As API author Phil Sturgeon puts it: "Idempotency is when doing an operation multiple times is guaranteed to have the same effect as doing it just once." Some HTTP methods already have this property. GET, HEAD, PUT, DELETE, OPTIONS, and TRACE are defined as idempotent, so repeating DELETE /users/123 leaves user 123 deleted either way. POST and PATCH are the problem. They exist to cause state changes, and sometimes you genuinely want the same request to happen twice, so the server cannot simply block duplicates. The idempotency key is how the client tells the server which case this is.
Which methods need a key
The header only matters for the non-idempotent methods.
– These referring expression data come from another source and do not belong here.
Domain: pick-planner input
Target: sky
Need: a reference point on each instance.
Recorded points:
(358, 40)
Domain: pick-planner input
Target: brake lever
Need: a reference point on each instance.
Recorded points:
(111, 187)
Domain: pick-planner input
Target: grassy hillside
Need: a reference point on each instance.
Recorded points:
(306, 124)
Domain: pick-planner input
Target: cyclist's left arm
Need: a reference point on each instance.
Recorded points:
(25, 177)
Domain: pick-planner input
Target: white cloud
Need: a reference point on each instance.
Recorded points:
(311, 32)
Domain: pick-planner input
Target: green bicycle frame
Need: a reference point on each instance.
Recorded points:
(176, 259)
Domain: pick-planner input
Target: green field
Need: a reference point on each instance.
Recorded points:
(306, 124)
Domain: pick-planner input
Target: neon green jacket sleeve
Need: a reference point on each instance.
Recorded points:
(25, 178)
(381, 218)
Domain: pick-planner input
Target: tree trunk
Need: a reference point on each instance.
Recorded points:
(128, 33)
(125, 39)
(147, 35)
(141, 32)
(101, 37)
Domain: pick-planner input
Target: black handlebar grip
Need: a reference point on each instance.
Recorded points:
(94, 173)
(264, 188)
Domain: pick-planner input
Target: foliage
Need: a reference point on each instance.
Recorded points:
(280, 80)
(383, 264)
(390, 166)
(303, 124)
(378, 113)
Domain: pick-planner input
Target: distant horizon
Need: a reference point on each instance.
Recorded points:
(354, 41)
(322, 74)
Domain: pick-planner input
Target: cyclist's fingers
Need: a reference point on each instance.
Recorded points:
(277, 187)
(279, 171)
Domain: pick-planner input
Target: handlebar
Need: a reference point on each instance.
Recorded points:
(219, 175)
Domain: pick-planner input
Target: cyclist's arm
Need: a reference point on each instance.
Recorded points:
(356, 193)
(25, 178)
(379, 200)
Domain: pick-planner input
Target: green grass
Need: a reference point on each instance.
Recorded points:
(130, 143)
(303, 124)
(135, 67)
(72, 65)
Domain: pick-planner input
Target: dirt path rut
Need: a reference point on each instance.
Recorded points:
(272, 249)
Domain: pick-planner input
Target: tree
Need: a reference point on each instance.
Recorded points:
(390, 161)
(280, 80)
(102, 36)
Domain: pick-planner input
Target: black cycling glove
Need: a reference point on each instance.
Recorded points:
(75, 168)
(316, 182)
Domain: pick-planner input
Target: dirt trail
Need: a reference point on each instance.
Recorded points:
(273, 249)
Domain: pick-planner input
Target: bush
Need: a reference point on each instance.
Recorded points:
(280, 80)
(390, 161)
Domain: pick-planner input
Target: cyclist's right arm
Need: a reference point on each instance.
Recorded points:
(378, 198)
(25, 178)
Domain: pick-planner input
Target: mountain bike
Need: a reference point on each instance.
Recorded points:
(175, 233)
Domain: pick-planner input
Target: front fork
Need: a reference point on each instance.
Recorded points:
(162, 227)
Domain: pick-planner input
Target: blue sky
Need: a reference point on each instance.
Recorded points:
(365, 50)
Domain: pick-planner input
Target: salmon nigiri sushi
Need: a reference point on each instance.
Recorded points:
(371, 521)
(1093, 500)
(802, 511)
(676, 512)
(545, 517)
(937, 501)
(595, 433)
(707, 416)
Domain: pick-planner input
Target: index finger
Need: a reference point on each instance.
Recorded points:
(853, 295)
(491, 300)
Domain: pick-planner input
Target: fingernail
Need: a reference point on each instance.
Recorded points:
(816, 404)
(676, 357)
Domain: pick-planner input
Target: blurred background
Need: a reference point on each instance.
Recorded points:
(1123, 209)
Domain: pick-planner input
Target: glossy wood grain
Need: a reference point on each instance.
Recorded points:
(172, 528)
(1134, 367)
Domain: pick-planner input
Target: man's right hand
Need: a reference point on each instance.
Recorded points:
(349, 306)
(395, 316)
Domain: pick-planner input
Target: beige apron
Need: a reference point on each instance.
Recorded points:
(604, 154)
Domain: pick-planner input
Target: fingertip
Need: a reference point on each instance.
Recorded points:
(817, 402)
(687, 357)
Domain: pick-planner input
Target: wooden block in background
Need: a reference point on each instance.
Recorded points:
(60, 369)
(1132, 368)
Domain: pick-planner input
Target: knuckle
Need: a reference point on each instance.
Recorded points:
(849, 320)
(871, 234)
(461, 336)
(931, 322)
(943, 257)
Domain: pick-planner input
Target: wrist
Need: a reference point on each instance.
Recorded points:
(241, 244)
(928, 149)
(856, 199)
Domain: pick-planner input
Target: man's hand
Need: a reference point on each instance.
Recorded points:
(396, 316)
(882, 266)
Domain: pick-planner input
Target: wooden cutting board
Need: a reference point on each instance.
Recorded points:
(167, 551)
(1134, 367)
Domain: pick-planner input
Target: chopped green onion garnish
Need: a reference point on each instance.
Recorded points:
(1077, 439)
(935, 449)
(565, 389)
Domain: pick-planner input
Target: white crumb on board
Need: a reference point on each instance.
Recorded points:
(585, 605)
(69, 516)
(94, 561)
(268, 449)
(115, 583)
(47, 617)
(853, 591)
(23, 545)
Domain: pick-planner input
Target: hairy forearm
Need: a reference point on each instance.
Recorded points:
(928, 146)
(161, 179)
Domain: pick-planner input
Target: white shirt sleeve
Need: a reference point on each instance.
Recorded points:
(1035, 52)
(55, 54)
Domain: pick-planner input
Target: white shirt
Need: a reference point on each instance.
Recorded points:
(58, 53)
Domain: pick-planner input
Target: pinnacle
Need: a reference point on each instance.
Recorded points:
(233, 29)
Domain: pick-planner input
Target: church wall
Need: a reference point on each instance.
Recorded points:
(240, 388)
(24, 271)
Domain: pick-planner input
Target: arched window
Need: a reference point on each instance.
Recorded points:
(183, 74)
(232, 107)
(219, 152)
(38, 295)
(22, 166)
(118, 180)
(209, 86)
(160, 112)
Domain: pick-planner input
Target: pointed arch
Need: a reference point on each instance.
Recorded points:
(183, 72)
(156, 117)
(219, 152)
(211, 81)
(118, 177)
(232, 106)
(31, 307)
This table shows where a key earns its keep.
| Method | Idempotent by default? | Needs a key for safe retry? |
|---|---|---|
| GET | Yes | No |
| PUT | Yes | No |
| DELETE | Yes | No |
| POST | No | Yes |
| PATCH | Not guaranteed | Often yes |
PATCH is the subtle one. Many PATCH requests are idempotent by design, but the HTTP specification does not require it. A JSON Patch operation like incrementBy: 1 is clearly not idempotent, because sending it twice increments the value twice. When a PATCH can change state cumulatively, treat it like POST.
Why a retry is dangerous
Picture a payment client with a 2-second timeout:
await axios.post(
'/payments',
{ to: 'user@example', value: 2000 },
{ timeout: 2000 }
);
If the call does not finish in 2 seconds, the HTTP client reports a failure and offers a retry. The trouble is that the client does not know whether the server completed the payment or was merely slow to return the JSON. The server, meanwhile, does not know the client gave up. Without more information, a second POST /payments is indistinguishable from a legitimate second payment. As Sturgeon frames it, if the server receives the same charge twice, "it could be a failed retry, or it could just as easily be somebody paying Julian for a second cider." The key resolves the ambiguity.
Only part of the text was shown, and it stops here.